I have a code snippet which works great in Pandas, however my data size quite high and Pandas consumes a lot of memory. This is where I am trying to have a solution based on either PySpark or Koalas since both are Spark based and Highly scalable.

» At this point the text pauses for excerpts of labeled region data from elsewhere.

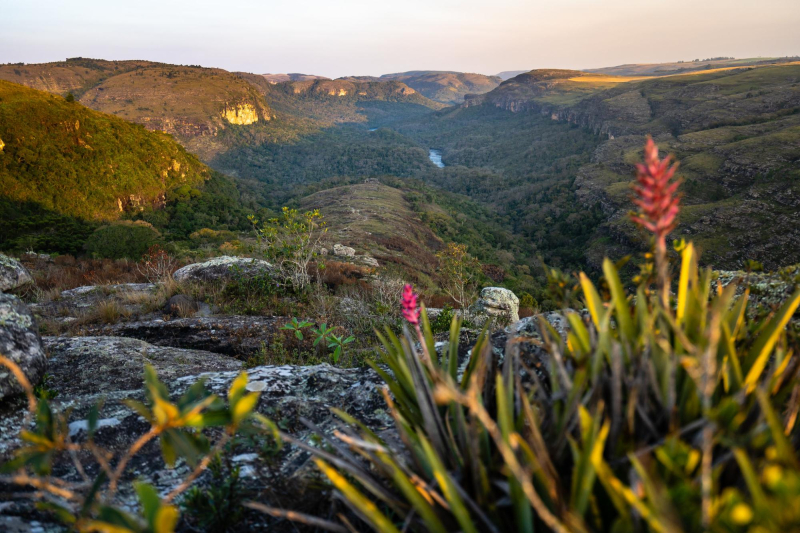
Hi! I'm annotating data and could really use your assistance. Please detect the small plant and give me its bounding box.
[0,355,280,533]
[248,207,328,292]
[281,317,316,338]
[311,322,336,352]
[436,242,480,312]
[328,335,356,363]
[276,141,800,533]
[33,373,58,400]
[181,454,245,533]
[136,244,177,283]
[431,305,456,334]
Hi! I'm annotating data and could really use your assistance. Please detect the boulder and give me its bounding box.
[0,254,33,292]
[333,244,356,257]
[473,287,519,323]
[0,293,47,400]
[172,255,272,282]
[30,283,160,320]
[164,294,200,317]
[0,337,388,531]
[355,255,381,268]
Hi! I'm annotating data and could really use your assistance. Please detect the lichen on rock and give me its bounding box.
[222,104,258,126]
[0,293,47,400]
[0,254,33,291]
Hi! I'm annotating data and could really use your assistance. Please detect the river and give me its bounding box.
[428,148,444,168]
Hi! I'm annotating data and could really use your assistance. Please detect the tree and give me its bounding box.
[436,242,480,311]
[248,207,328,292]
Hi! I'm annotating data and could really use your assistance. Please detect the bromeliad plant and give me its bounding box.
[0,355,280,533]
[296,142,800,532]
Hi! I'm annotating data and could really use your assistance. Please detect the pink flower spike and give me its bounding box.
[401,285,419,326]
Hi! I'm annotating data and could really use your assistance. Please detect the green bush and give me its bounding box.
[86,221,161,261]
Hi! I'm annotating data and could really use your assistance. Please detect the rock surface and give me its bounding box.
[473,287,519,323]
[172,255,272,282]
[0,293,47,400]
[0,337,393,531]
[30,283,160,318]
[0,254,33,292]
[85,316,283,357]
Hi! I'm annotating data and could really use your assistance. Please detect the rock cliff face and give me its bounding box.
[464,64,800,269]
[222,104,260,126]
[81,66,272,159]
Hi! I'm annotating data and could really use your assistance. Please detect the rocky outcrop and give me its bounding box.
[164,294,203,317]
[172,255,272,283]
[473,287,519,323]
[0,293,47,400]
[222,104,260,126]
[30,283,160,321]
[83,316,284,358]
[333,244,356,257]
[0,254,33,292]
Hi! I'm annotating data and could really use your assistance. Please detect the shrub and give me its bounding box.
[86,221,160,261]
[431,305,455,334]
[0,355,280,533]
[249,207,328,292]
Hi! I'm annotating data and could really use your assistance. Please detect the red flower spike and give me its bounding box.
[400,285,419,326]
[631,137,680,248]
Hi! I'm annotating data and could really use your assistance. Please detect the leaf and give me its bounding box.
[228,372,247,405]
[314,458,400,533]
[744,289,800,392]
[603,258,635,340]
[232,392,260,426]
[152,505,180,533]
[133,483,161,528]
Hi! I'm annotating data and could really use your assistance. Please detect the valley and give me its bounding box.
[0,55,800,293]
[0,0,800,533]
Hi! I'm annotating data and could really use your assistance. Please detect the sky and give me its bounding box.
[0,0,800,78]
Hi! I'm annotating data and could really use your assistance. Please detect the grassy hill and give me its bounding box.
[465,69,640,111]
[380,70,502,105]
[0,57,158,96]
[0,81,246,253]
[584,57,800,76]
[398,64,800,268]
[0,81,209,220]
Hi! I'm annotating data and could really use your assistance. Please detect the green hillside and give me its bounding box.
[0,81,246,253]
[0,81,209,220]
[0,57,158,96]
[398,64,800,268]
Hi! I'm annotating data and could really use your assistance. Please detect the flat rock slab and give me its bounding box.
[0,292,47,402]
[0,337,393,531]
[172,255,273,283]
[30,283,160,319]
[84,316,283,357]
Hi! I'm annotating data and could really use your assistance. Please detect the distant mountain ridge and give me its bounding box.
[261,72,330,83]
[380,70,502,105]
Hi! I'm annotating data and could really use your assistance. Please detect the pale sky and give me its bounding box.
[0,0,800,77]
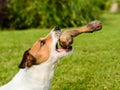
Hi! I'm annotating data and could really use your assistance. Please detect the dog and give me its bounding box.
[0,27,72,90]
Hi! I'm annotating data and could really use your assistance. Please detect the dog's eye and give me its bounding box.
[40,40,45,46]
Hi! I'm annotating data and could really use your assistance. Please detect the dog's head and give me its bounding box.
[19,27,72,68]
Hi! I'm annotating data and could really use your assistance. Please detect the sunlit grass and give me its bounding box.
[0,15,120,90]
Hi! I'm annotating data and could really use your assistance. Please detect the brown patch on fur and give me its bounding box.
[19,50,36,68]
[19,34,52,68]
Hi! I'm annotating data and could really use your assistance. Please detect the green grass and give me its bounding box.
[0,15,120,90]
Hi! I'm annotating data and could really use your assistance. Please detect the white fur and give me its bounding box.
[0,31,69,90]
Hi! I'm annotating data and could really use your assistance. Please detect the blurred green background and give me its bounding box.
[0,0,120,30]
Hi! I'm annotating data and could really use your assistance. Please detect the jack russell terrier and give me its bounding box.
[0,28,72,90]
[0,21,102,90]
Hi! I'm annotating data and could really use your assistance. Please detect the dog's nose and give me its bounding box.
[54,27,61,31]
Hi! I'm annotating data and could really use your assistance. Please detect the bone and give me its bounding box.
[59,20,102,48]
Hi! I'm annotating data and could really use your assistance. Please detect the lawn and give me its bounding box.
[0,15,120,90]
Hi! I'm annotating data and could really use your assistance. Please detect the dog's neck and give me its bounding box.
[13,60,56,90]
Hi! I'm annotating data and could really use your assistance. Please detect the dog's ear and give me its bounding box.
[19,50,36,69]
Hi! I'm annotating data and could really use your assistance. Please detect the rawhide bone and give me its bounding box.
[59,20,102,48]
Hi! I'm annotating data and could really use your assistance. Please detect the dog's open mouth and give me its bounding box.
[56,43,72,53]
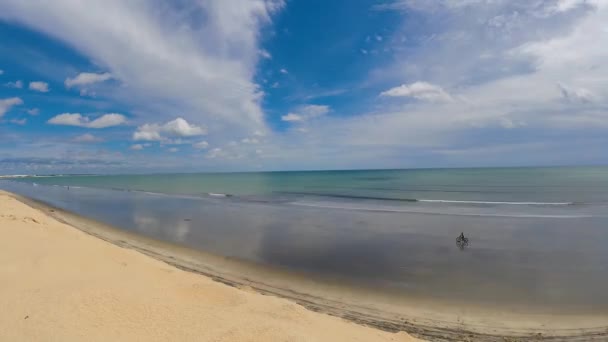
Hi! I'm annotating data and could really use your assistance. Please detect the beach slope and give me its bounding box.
[0,191,417,341]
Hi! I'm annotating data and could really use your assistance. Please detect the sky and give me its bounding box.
[0,0,608,174]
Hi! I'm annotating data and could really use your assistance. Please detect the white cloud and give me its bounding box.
[133,118,207,141]
[281,105,330,122]
[133,124,163,141]
[29,81,49,93]
[260,49,272,59]
[0,97,23,117]
[557,83,595,103]
[241,138,260,145]
[192,141,209,150]
[380,82,452,102]
[0,0,284,136]
[4,80,23,89]
[47,113,127,128]
[207,147,224,159]
[64,72,112,88]
[86,113,127,128]
[8,118,27,126]
[72,133,103,143]
[162,118,207,137]
[281,113,304,122]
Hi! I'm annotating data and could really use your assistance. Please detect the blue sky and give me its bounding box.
[0,0,608,174]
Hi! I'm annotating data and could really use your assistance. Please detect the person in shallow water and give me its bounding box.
[456,232,469,249]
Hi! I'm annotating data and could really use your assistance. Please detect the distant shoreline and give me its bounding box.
[4,191,608,341]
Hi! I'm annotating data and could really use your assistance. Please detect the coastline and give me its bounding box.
[0,192,608,341]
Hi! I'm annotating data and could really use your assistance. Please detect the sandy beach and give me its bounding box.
[0,192,417,341]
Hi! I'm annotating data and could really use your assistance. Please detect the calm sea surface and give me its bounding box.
[0,167,608,313]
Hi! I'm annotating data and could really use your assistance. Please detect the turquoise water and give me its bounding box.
[0,167,608,313]
[8,167,608,203]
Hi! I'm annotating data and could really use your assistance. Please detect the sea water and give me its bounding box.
[0,167,608,313]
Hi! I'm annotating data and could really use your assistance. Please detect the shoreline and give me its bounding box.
[0,192,608,341]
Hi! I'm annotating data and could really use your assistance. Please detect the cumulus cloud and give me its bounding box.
[260,49,272,59]
[281,105,330,122]
[0,97,23,117]
[4,80,23,89]
[0,0,284,135]
[557,83,594,103]
[8,118,27,126]
[241,138,260,145]
[47,113,127,128]
[207,147,224,159]
[29,81,49,93]
[72,133,103,143]
[281,113,304,122]
[64,72,112,88]
[192,141,209,150]
[380,82,452,102]
[133,118,207,141]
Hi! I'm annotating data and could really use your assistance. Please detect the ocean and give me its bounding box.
[0,167,608,313]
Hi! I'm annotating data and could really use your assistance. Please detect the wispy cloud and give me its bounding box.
[72,133,103,143]
[0,0,284,137]
[0,97,23,117]
[64,72,112,88]
[29,81,49,93]
[4,80,23,89]
[133,118,207,141]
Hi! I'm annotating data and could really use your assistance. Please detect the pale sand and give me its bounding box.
[0,191,417,341]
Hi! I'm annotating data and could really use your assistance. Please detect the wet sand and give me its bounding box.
[0,191,416,341]
[2,191,608,341]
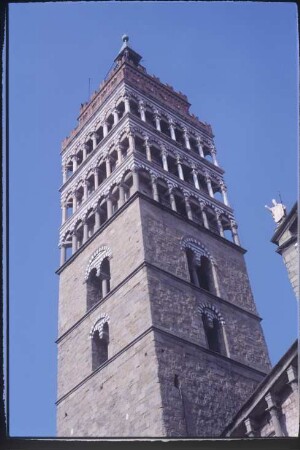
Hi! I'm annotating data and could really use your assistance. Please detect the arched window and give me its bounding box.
[181,238,220,296]
[92,319,109,370]
[85,247,111,310]
[196,256,214,292]
[202,313,221,353]
[186,248,214,293]
[199,305,229,356]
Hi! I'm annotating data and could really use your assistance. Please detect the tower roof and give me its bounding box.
[115,34,142,66]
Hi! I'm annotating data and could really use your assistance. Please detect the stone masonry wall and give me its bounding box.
[58,201,144,336]
[155,332,262,437]
[58,269,151,398]
[141,200,256,313]
[57,332,165,437]
[148,269,271,373]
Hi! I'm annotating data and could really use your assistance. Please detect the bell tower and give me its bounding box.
[57,36,270,437]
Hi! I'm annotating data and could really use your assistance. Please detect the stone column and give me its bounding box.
[197,138,204,158]
[210,147,219,167]
[211,261,221,297]
[176,158,184,181]
[265,392,284,437]
[117,142,123,166]
[82,220,89,244]
[169,188,177,211]
[216,211,224,237]
[244,417,255,437]
[139,102,146,122]
[62,167,68,183]
[169,120,176,141]
[72,231,77,255]
[205,172,214,198]
[105,155,111,178]
[113,108,119,125]
[73,191,77,210]
[286,366,299,394]
[145,139,152,162]
[191,261,200,287]
[94,167,99,190]
[102,278,108,298]
[183,128,191,150]
[132,167,140,192]
[83,180,89,201]
[220,180,229,206]
[73,155,78,173]
[103,121,108,137]
[119,183,125,207]
[230,220,241,246]
[61,203,67,223]
[106,195,113,219]
[95,207,101,231]
[200,202,209,230]
[124,95,130,114]
[151,176,159,202]
[184,195,193,220]
[82,143,88,161]
[91,133,98,150]
[192,169,200,190]
[154,113,161,131]
[60,244,66,266]
[218,324,230,358]
[161,150,169,172]
[128,131,135,152]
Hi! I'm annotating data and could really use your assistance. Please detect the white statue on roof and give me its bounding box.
[265,198,286,223]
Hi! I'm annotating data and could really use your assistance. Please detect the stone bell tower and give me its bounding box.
[57,36,270,437]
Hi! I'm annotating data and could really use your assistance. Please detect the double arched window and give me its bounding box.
[90,314,109,370]
[199,305,229,356]
[182,238,219,295]
[85,246,111,310]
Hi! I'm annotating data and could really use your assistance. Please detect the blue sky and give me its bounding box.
[9,2,298,436]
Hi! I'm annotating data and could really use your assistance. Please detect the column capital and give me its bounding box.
[265,392,278,411]
[230,219,238,228]
[214,208,223,220]
[199,200,207,210]
[204,170,211,181]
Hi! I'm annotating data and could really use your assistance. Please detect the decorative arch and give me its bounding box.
[198,303,225,325]
[89,313,110,339]
[84,245,112,281]
[181,237,216,265]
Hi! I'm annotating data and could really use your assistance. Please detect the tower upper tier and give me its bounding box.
[62,35,213,151]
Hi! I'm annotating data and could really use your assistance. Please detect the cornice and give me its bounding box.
[56,325,266,405]
[60,79,125,160]
[59,114,130,196]
[124,79,214,142]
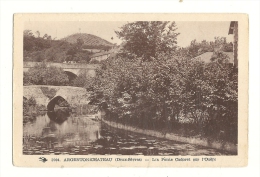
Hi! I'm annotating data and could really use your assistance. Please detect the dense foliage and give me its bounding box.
[86,53,237,140]
[23,30,91,63]
[86,22,238,142]
[178,37,233,58]
[116,21,179,61]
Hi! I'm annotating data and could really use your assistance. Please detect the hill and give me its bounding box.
[61,33,113,48]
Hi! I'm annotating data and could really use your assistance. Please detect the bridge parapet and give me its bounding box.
[23,62,100,69]
[23,85,89,108]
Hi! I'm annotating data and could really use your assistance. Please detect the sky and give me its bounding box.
[24,21,233,47]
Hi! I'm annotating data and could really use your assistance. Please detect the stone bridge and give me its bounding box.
[23,62,99,78]
[23,85,89,111]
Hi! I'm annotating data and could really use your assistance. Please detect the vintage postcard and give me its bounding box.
[13,14,248,167]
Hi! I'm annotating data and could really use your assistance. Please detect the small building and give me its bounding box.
[192,52,234,64]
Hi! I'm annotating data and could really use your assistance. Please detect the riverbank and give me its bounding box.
[102,119,237,154]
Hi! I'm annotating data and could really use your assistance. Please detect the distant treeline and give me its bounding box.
[23,63,88,87]
[23,30,109,63]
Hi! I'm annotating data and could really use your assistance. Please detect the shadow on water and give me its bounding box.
[23,108,232,156]
[47,108,70,125]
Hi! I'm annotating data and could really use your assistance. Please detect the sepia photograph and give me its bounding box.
[14,14,248,167]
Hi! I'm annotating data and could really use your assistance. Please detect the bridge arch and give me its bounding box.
[47,96,70,111]
[64,71,78,82]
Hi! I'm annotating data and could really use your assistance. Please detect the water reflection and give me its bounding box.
[23,109,230,156]
[47,108,70,125]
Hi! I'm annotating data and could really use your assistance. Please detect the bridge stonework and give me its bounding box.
[23,62,99,77]
[23,85,89,110]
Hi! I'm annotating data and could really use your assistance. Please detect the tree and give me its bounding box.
[23,63,69,86]
[115,21,179,61]
[36,31,40,38]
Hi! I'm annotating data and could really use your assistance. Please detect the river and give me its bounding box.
[23,110,230,156]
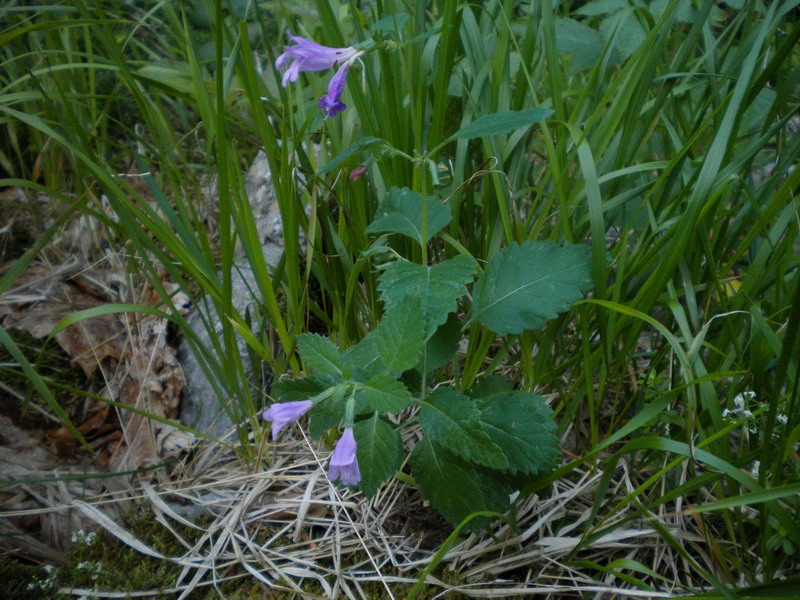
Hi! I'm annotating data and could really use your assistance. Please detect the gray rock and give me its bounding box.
[178,152,290,439]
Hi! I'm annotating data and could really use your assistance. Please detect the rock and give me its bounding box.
[178,151,292,439]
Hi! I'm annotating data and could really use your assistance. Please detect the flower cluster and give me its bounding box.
[261,400,361,485]
[275,30,364,117]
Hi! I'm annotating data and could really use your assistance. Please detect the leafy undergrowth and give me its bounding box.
[0,504,466,600]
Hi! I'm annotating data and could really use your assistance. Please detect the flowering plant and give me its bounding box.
[275,31,365,117]
[267,182,591,526]
[266,22,591,527]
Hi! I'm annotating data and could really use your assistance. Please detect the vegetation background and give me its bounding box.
[0,0,800,598]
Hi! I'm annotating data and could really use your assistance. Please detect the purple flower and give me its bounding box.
[275,29,361,87]
[261,400,314,440]
[317,62,352,118]
[275,30,364,118]
[328,427,361,485]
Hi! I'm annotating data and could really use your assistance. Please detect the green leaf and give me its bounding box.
[317,137,389,176]
[308,394,346,439]
[353,413,403,498]
[416,313,462,373]
[342,332,388,382]
[378,254,476,339]
[366,187,452,244]
[372,13,409,33]
[470,241,592,335]
[270,375,341,402]
[409,436,514,530]
[576,0,631,17]
[448,108,553,141]
[467,375,514,400]
[370,301,425,374]
[600,8,647,58]
[295,333,342,375]
[359,375,411,412]
[342,299,425,382]
[555,19,604,69]
[419,388,508,469]
[478,392,561,475]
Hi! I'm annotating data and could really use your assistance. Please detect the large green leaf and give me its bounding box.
[378,254,476,339]
[478,392,561,475]
[419,388,508,468]
[359,375,411,412]
[470,241,592,335]
[555,19,605,70]
[367,187,452,244]
[269,375,342,402]
[409,436,513,529]
[353,413,403,498]
[342,299,425,382]
[449,108,553,140]
[416,313,463,373]
[295,333,342,375]
[370,300,425,374]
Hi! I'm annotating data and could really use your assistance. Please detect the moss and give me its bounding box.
[0,329,91,430]
[7,505,476,600]
[0,557,55,600]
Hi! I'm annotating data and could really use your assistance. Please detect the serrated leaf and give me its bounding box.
[317,137,389,176]
[372,13,409,33]
[470,241,592,335]
[555,19,604,69]
[270,375,341,402]
[419,388,508,469]
[353,413,403,498]
[416,313,462,373]
[409,436,513,530]
[478,392,561,475]
[342,332,388,382]
[308,394,346,439]
[448,107,553,141]
[467,375,514,400]
[378,254,476,339]
[600,8,647,58]
[359,375,411,412]
[366,187,452,244]
[295,333,342,375]
[370,299,425,374]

Since I am new to Spark, I'm not sure how regex and replace strings can be optimized of this scale.
My Code snippet:
pd_dataset['details_trunc'] = pd_dataset['details'].str.replace(r'[0-9]+GB? ', '', regex=True, flags=re.IGNORECASE).str.replace(r'[0-9]+MB?P?S? ', '', regex=True, flags=re.IGNORECASE).str.replace(r'[0-9]+\s?mins? ', '',regex=True,flags=re.IGNORECASE).str.replace(r"\(.*\)","").str.split("$").str[0].str.split('-').str[0].str.replace(r"\b[0-9]+\b", '', regex=True).str.split('fr').str[0].str.split('ends').str[0].str.split(':').str[0].str.strip()
pd_dataset['details_trunc'].replace(to_replace =r'Apple App Store.*$', value = 'Apple App Store', regex = True, inplace=True)
pd_dataset['details_trunc'].replace(to_replace =r'Google Play.*$', value = 'Google Play', regex = True, inplace=True)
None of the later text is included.